Enterprise Recon 2.12.1
Distributed Scan
This section covers the following topics:
- How a Distributed Scan Works
- Distributed Scan Requirements
- Start a Distributed Scan
- Monitor a Distributed Scan Schedule
You can use ER2 to perform a distributed scan on a Target or Target location using a group of Proxy Agents. Distributed scans allow you to:
- Improve scanning time by having multiple scanning processes executed in parallel.
- Optimize resources by distributing the scanning load across multiple Proxy Agent hosts which might otherwise have been unutilized.
Distributed scans are particularly useful for scanning Targets that have a vast number of locations, for example:
- An Exchange Server with thousands of mailboxes.
- A Microsoft SQL Server with hundreds of databases, with thousands of tables per database.
For more information, see Distributed Scan Requirements below.
How a Distributed Scan Works
For a more detailed explanation on distributed scans, see Scanning - How A Distributed Scan Works.
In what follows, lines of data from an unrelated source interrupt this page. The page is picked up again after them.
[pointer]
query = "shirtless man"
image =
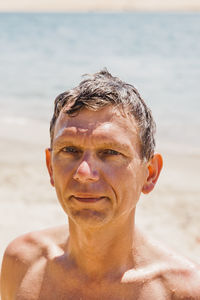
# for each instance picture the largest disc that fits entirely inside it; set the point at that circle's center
(101, 159)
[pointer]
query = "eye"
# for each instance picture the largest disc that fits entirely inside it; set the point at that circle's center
(110, 152)
(70, 149)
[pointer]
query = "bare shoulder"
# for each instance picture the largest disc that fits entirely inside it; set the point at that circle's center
(180, 276)
(26, 251)
(174, 275)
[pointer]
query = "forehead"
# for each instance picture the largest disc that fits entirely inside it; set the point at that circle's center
(107, 123)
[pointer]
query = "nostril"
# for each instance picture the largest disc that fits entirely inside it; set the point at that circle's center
(84, 172)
Distributed Scan Requirements
Proxy Agent Requirements
To perform a distributed scan on a Target or group of Targets, you need to Create an Agent Group to be assigned to the Target or Target location. Ensure that all Proxy Agents in the Agent Group:
- Have been upgraded to version 2.1 and above.
- 
    Support scanning of the Target platform. If any Proxy Agent within the Agent Group does not support scanning of the Target, all sub-scans assigned to the Proxy Agent will not be executed, subsequently causing the scan schedule to fail. To check which Agents are supported for a Target, see the respective pages under Target Type.To run a distributed scan on a MySQL database, ensure that the Agent Group assigned to the scan only contains Windows Proxy Agents or Linux Proxy Agents.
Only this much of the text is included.